With these concerns in mind, the internet and its ever-growing network of fascinating information - mostly unintentional and full of meaningful implied spaces - now gives us the capability of taking a stab at something very much like Asimov's Psychohistory to predict what the general trend of events. We're approaching the point where everyone's personal data on the web, tracking their online lives and the gaps representing their offline lives, could feasibly be used to predict the future the same way we predict the weather. Google searches can already anticipate outbreaks of the flu and it is only a matter of time before judicious Data Mining turns up other trends and behavior we can identify as important.

We desperately need this type of data acquisition and make-sensey-ness in every field under the sun. The social sciences, government, business, medicine, education, computer science, news, the internet, and I need data mining. And, really, how can you say no to the internet?

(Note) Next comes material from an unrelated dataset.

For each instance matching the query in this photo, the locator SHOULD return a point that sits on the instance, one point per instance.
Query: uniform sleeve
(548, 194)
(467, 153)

This will be a baseline skill required everywhere once people figure out that this IS a skill, an art, and a profession. It is a field that requires new, developing structures and a way to compartmentalize so that people who do not know HOW this works still know they can hire a Data Miner to perform crucial functions. Even with an official title and trying to wedge themselves into other professions while requiring similar skillsets, Data Miners will be hired to the AI/Fraud department of credit card companies, to high-profile research projects that need a code monkeys(for science!), to marketing companies hoping to pinpoint their demographics by prodding twitter, and to news outlets to produce pretty graphics for multimedia news presentation.

We need this. It is a skill and a profession that should be taught as such. Just as there are programmers, researchers, artists, and statisticians there should be data miners who incorporate elements of each of these other professions and combines them into a field the future will find essential.

1 comment:

Andrew Jennings said...

I remember reading a book as a child about a group of scientists who set up the greatest data mining program ever. They then fed the information into a supercomputer hoping to make the computer self aware. It was pretty funny.

I think google has some really interesting data mining algorithms. They do some really brilliant data tracking/site crawling stuff for their webstats service.